Tell us a little bit about the Languedoc as a region. The Languedoc produces a lot of wine, there's oceans of wine being produced from the Languedoc, yet at the same time there are pockets of quality winemaking going on there.
I can speak for the Pic St-Loup, because we have a special terroir on the Pic St-Loup. A special climate, it's the coldest climate for the South of France, and you can see that we have the same rain as you can find in the North Rhone. After, what's interesting is that in many places in the Languedoc, people were able, at the end of the 19th century, to plant vineyards where they couldn't do anything else.
At the beginning you have the vineyard at the top of the hill or something, good exposition, but it's at the end of the 19th, and at the beginning of the 20th, all the vineyards are going down to produce more and more. Now it's the second time, the third time, it's going up. That is a tradition, but it depends what you want to be a producer of. If you want to do quality.
How has it been running your own estate? It's one thing being a winemaker, and it's another thing being the owner and having to write the checks and everything. It's almost a different skill set, isn't it?
Yeah, a different job. I think the most important thing to see in a vineyard are beautiful grapes, it's easy to make wine. After you can talk about it, you can drink, you can sell the vintage. But the job is in the vineyard, that's 90% of making wine. After I have to travel to do tastings and talk about the wine, but after, the rest is easy when you have good wine.
When you decided to start your own wine, did you approach Kermit? Did you say "I'm interested in doing this, is this something you would be interested in?"
Yeah. I knew Kermit before I started my project, so we had some informal dinner or lunch together with other winemakers, and we talked about it, and I told him what I wanted to do. He said to me, "The first bottle you have, send me some samples in Bandol." That's what I did, and two days after, I had a request. He said, "I want everything."
You must have been jumping up and down that day, right? When an importer like Kermit Lynch takes you on, it's a big deal.

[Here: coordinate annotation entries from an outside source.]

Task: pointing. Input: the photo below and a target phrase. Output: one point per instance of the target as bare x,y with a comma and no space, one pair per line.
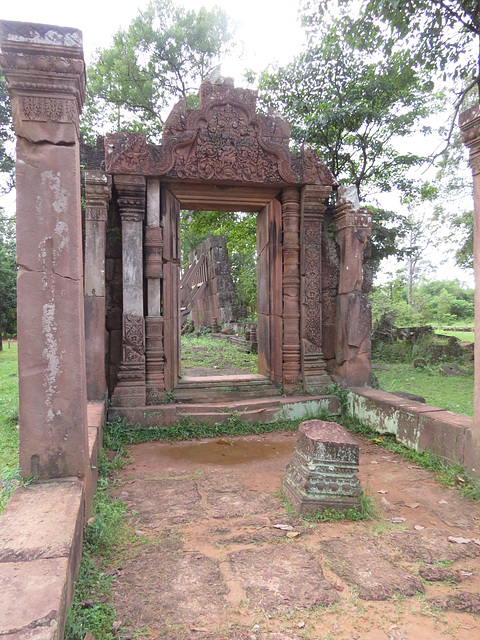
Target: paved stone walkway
221,557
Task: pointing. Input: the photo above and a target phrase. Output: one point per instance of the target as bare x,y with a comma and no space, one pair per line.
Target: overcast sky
267,31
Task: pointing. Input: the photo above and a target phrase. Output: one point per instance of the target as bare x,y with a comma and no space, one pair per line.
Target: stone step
248,410
200,389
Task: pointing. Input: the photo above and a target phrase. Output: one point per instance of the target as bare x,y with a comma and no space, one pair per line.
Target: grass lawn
8,421
463,336
8,407
205,351
452,393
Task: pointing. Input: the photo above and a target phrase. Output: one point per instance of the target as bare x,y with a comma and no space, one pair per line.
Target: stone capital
132,191
97,196
469,122
45,73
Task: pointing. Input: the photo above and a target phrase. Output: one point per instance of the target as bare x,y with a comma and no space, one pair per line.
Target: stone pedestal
313,206
45,74
97,198
321,475
353,228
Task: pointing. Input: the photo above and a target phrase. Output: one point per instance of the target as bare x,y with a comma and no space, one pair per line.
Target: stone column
97,198
470,127
313,206
353,227
45,74
291,288
155,355
130,390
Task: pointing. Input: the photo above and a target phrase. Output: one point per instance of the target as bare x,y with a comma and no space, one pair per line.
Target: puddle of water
227,452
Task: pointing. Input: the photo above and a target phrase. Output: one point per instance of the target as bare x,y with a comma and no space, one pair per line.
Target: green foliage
205,351
7,161
240,229
8,276
350,106
451,393
8,423
164,55
434,302
453,476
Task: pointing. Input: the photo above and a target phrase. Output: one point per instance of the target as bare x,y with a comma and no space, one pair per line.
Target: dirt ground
213,563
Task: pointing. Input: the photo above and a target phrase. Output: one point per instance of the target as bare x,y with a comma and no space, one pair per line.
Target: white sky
267,31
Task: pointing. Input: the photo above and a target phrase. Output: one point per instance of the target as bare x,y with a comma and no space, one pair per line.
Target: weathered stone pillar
470,127
45,75
97,197
155,355
130,390
353,227
313,206
291,288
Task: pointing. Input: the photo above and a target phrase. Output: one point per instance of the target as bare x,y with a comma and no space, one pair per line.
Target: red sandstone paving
211,564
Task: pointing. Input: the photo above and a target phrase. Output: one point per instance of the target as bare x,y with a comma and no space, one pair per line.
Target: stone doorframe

Sure. I have my project, I'm working in Château La Roque, so it's a busy time, so it's important for me to have an importer like Kermit for my wines. I don't have the time to sell my wines, it's a good deal for me.
Tell us a little bit about your philosophy of winemaking.
I think we have to change with other winemakers, with people, that's the only way. The most important thing is to have dinner together with friends, to talk about wine, to cook. It's not fun if you are drinking alone and not talking about wine with others. I think it's really a philosophy to have fun with friends and talk about wine. Tasting other regions, you can find many interesting wines in other countries. You have to taste all the time and talk about it, and try to understand what the winemaker is trying to do with the wine.
You made a decision on your own estate to go biodynamic. Why was that?
I don't want to be asked too many questions when my child goes into the vineyard and eats grapes. When you drink my wine I don't want to be asked too many questions. That's it. I'm not sure if the wine is better, I don't know, but what I want, I want to sleep well. I think it's not difficult to produce wine in this way. That's the nature, my grandmother is using some plants, she is working maybe 50 years before, and it's easier.